Besides, a resentful Kravets says, there have been very few instances in Ukraine when consumer pyrotechnics caused injuries. “Far more people are daily injured in road accidents, but it occurred to nobody to suggest that automobiles be banned from being sold and a chauffer be hired to drive a car,” Kravets says in indignation.
Tetiana MELIKHOVA: “We are not saying they should not be sold at all – we do not want them to be on public sale. These fireworks shows should only be arranged by the firms that are licensed to stage this kind of events and, accordingly, to sell pyrotechnics. The people who buy this are not below the poverty line, so they can afford not only to buy fireworks but also pay for the services of specialists. We are speaking of the most valuable thing – the human life.”
“Nowhere in Europe are there bans like this. Naturally, there is a division into classes, such as consumer and proximate pyrotechnics (as is the case in Ukraine. – Ed.), and sellers of these items are required to have the necessary documents and to have done a training course,” Kravets notes. In her words, this market is strictly regulated and needs no other bans.
The Day asked ordinary citizens of various EU countries about how one can acquire and use pyrotechnics in their country. Here is what we managed find out.

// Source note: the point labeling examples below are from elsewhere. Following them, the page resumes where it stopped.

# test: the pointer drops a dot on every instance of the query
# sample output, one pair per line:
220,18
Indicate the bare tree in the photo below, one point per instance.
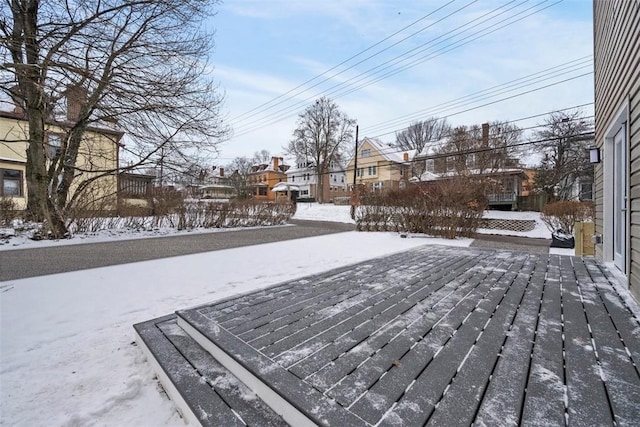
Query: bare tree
240,168
565,136
420,133
262,157
323,133
140,63
481,149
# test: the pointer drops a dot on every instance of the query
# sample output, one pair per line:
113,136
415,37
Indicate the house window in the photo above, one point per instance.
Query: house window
430,165
451,164
52,145
586,191
11,182
471,160
134,187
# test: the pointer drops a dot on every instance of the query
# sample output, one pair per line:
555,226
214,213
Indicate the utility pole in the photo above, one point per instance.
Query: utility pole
355,170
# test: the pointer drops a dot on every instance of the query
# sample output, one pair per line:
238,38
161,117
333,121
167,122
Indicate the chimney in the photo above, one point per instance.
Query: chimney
485,134
76,96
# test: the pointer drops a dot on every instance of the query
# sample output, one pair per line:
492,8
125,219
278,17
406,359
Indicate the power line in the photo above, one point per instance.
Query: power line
435,145
580,62
502,99
287,111
301,85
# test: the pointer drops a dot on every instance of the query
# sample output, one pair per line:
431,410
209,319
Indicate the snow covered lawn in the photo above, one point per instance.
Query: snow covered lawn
67,355
67,340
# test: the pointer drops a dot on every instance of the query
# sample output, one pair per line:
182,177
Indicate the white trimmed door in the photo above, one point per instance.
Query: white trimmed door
620,200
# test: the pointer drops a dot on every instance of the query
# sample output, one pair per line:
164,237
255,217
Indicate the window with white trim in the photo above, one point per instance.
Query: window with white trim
11,183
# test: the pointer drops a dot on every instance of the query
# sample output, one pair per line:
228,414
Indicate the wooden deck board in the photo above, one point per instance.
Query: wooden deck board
436,336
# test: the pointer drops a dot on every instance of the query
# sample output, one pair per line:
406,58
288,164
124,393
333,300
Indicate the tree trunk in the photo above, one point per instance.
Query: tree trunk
319,187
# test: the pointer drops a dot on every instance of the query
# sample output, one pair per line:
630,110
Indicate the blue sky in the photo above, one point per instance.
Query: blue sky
265,49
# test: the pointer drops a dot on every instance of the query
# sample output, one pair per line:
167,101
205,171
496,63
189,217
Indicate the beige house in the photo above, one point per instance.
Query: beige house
98,153
219,188
617,137
264,177
380,166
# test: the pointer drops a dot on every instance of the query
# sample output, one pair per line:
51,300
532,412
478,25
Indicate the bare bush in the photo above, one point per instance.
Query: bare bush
191,215
449,209
564,214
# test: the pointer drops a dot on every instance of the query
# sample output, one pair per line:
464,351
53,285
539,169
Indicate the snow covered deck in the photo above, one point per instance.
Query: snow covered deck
435,335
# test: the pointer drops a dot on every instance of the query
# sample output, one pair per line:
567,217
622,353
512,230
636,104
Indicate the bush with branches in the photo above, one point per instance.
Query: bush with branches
564,214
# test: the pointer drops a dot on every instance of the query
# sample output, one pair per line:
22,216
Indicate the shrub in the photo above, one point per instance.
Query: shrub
563,215
448,208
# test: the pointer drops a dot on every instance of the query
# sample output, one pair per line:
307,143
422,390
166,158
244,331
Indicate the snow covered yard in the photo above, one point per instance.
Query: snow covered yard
67,352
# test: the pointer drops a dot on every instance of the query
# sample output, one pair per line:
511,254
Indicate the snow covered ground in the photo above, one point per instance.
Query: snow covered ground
67,352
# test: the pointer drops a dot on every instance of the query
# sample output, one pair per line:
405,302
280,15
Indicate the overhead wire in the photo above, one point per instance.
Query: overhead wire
389,149
301,85
497,89
286,112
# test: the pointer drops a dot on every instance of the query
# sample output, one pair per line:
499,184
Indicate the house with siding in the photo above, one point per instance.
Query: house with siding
304,176
617,137
98,153
219,187
380,166
263,177
505,181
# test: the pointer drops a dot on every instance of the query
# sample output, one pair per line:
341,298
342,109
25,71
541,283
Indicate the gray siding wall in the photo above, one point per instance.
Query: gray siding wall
617,81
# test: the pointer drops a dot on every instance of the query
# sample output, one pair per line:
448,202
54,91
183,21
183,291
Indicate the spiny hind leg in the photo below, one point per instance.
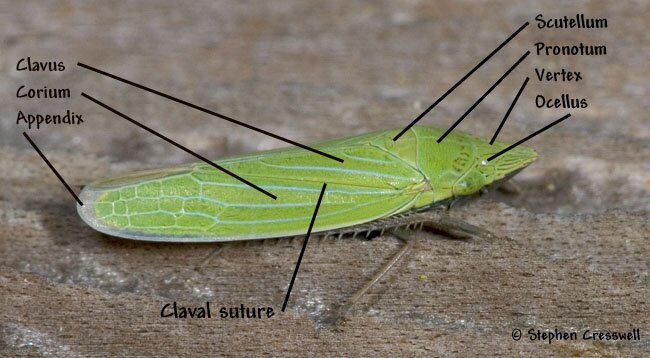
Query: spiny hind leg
406,247
456,228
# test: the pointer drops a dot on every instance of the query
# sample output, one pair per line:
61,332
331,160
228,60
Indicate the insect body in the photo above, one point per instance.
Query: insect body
379,178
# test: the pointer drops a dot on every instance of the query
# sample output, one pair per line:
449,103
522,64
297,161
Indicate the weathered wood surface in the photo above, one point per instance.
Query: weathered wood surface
578,256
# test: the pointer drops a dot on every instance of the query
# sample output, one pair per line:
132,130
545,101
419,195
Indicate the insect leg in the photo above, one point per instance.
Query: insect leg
456,228
408,244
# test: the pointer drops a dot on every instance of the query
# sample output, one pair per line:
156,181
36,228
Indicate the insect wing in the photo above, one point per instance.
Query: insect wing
198,203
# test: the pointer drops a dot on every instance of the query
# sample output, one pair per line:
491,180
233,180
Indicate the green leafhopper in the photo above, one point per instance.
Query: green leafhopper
379,178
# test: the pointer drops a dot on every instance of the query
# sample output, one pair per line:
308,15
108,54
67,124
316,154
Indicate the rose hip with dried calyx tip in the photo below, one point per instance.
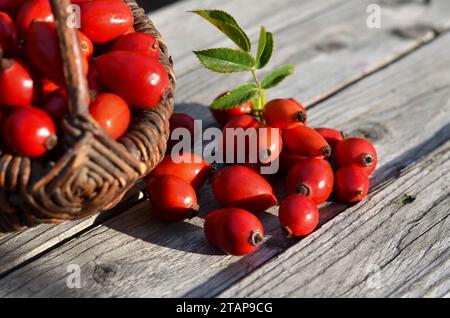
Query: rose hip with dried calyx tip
311,177
241,187
284,113
305,141
358,151
235,231
172,198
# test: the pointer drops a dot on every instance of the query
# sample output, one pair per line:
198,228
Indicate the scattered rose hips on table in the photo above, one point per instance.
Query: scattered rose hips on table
315,163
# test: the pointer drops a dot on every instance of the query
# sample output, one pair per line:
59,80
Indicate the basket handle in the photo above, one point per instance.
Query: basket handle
69,45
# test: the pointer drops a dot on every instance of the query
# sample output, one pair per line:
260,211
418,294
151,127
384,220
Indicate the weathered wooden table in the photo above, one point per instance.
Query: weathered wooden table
390,84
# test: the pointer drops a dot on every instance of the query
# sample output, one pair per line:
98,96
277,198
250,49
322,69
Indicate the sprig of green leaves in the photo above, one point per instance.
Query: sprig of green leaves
226,60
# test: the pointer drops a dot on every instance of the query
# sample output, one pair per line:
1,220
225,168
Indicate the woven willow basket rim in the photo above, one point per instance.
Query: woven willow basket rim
95,171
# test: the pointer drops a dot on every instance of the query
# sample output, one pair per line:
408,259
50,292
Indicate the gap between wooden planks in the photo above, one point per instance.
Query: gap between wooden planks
404,108
395,245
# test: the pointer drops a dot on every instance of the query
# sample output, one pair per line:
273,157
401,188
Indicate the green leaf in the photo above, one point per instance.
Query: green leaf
228,25
277,76
238,96
266,54
261,44
224,60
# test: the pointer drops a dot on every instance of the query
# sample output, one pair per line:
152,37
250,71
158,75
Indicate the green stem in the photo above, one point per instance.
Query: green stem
260,101
255,77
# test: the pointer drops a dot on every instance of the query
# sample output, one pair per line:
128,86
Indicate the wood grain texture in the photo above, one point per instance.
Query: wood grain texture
396,244
136,255
331,48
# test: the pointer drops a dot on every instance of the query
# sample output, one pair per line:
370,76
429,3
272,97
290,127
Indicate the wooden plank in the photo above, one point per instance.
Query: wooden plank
19,248
136,255
397,244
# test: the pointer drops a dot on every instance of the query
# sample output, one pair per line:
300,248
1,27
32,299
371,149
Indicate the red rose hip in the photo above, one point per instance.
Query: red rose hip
284,113
306,142
172,198
11,7
105,20
111,113
358,151
351,184
311,177
56,105
138,42
16,84
298,215
188,166
241,187
8,35
42,49
31,11
29,132
235,231
136,78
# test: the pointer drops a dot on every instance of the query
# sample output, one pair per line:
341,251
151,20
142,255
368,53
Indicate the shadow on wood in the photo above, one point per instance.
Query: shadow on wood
151,5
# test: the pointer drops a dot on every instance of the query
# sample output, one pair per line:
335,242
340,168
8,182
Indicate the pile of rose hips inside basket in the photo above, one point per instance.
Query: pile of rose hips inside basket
315,162
121,66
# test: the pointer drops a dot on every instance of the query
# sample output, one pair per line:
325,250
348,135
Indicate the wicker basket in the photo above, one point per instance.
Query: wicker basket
95,171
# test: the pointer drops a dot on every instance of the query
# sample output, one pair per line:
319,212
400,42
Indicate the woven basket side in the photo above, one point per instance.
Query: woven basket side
95,171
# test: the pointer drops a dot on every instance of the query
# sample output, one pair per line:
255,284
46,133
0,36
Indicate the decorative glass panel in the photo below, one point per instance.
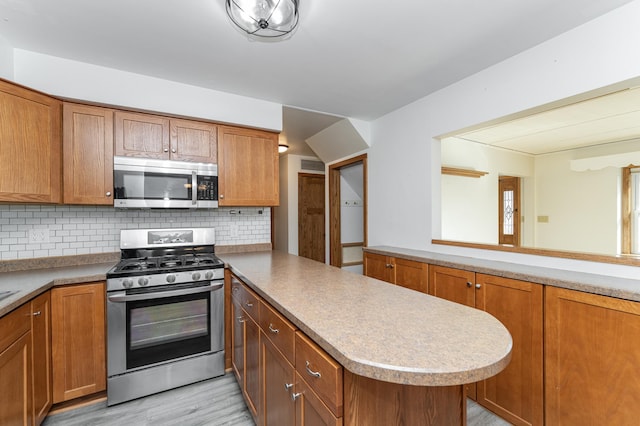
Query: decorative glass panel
507,213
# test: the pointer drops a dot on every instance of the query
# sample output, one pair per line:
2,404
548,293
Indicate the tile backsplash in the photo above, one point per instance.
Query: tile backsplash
31,231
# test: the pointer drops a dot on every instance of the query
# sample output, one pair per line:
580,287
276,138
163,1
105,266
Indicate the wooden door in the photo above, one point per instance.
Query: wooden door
592,354
455,285
30,146
509,210
377,266
194,141
247,167
310,410
278,377
78,340
516,393
87,154
41,360
311,236
252,365
237,339
15,368
141,135
411,274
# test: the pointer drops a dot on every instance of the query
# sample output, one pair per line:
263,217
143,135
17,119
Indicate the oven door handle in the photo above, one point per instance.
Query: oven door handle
120,297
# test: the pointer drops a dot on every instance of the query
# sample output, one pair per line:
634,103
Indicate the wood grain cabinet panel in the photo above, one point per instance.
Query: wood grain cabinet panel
78,340
16,407
87,154
405,273
592,354
30,146
247,167
41,359
141,135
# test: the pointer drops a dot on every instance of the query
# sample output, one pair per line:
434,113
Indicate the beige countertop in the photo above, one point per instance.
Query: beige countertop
375,329
622,288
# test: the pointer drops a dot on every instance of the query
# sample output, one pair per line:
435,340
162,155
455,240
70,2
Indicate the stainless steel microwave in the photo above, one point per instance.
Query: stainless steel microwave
150,183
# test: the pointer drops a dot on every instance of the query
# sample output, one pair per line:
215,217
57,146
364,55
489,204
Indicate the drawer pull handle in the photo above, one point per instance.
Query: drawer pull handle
311,372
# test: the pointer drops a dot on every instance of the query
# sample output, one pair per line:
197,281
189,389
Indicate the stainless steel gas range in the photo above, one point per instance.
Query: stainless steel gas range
165,312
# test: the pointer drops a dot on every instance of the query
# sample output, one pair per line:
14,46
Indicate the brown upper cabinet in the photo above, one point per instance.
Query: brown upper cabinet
87,154
247,167
163,138
30,146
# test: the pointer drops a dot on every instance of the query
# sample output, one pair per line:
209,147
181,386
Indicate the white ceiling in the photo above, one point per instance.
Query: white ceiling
600,120
355,58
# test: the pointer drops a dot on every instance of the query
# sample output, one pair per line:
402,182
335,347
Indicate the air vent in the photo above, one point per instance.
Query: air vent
314,165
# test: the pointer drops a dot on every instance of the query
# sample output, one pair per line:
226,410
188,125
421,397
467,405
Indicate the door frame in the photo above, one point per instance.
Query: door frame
335,246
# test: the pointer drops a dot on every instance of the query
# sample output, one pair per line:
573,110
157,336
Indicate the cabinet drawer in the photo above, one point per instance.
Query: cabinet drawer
320,371
279,330
249,301
14,325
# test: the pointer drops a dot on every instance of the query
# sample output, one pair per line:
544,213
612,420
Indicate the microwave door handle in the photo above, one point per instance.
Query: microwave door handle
121,297
194,188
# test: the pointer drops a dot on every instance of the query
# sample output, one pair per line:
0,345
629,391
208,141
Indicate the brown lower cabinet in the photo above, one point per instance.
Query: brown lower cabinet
78,340
592,359
516,393
402,272
285,378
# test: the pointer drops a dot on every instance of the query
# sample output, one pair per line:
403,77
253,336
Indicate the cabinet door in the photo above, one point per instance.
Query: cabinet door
377,266
78,340
194,141
30,142
15,368
457,286
237,340
141,135
411,274
516,393
41,360
310,411
87,154
248,167
252,366
277,386
592,354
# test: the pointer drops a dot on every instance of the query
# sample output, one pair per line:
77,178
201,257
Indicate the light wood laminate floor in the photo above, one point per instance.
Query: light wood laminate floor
214,402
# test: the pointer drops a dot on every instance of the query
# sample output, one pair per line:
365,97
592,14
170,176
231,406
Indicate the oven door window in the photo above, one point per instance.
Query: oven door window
164,329
152,186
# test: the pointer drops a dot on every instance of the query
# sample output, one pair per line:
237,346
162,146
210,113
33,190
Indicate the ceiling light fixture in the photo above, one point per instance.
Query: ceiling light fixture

In Germany, the use of pyrotechnics is strictly regulated. Rockets, firecrackers, and fireworks can be sold just three days before the New Year (December 29 to 31) to over-18s only. They can only be used from 6 p.m. on December 31 until 2 a.m. on January 1. Festive light-and-noise firecrackers can only be set off on the New Year night from 6 p.m. to 6 a.m.
Not so loud pyrotechnics can be used for 24 hours before and after the New Year. It is strictly prohibited to sell pyrotechnics in the remaining 362 days of the year. The fine is from 1,000 euros upwards. Yet, even in these three prohibition-free days, safety requirements are so tough that almost a half of all products are scrapped. Only the items that have been thoroughly examined are allowed to be sold. For example, last year about 40 percent of pyrotechnics were barred from selling in Germany.
Polandand the Czech Republic do not have so strict regulations: firecrackers can be sold all year round. According to Blazej Zajonc, chairman of the Polish socio-cultural association East-West Mutual Understanding, even a 7-year-old child could easily get hold of a firecracker until recently in Poland. “Of course, it was illegal but in fact without any obstacles,” the Pole says. But rules have been toughened lately. “The reason is the mass media began to focus on injuries,” Zajonc notes. On his part, Ales Zarembluk, a Warsaw public figure, told The Day that adult Poles usually launch fireworks on Christmas and New Year only. Incidentally, in Belarus, his ancestral home, selling and using consumer pyrotechnics is banned altogether.
In Romania, one can freely buy only the non-dangerous, so-called children’s, pyrotechnics. “For the rest, you need special permission. The requirements are rather strict,” says Oana Popescu, director of the Bucharest-based Conflict Prevention Center.
In Sweden, according to musician Peter Stenlund, if you are 18, you can buy a firework without any problem anywhere and any time. But, as a rule, pyrotechnics begin to be sold on New Year Eve, and they remain on shop shelves until the end of April.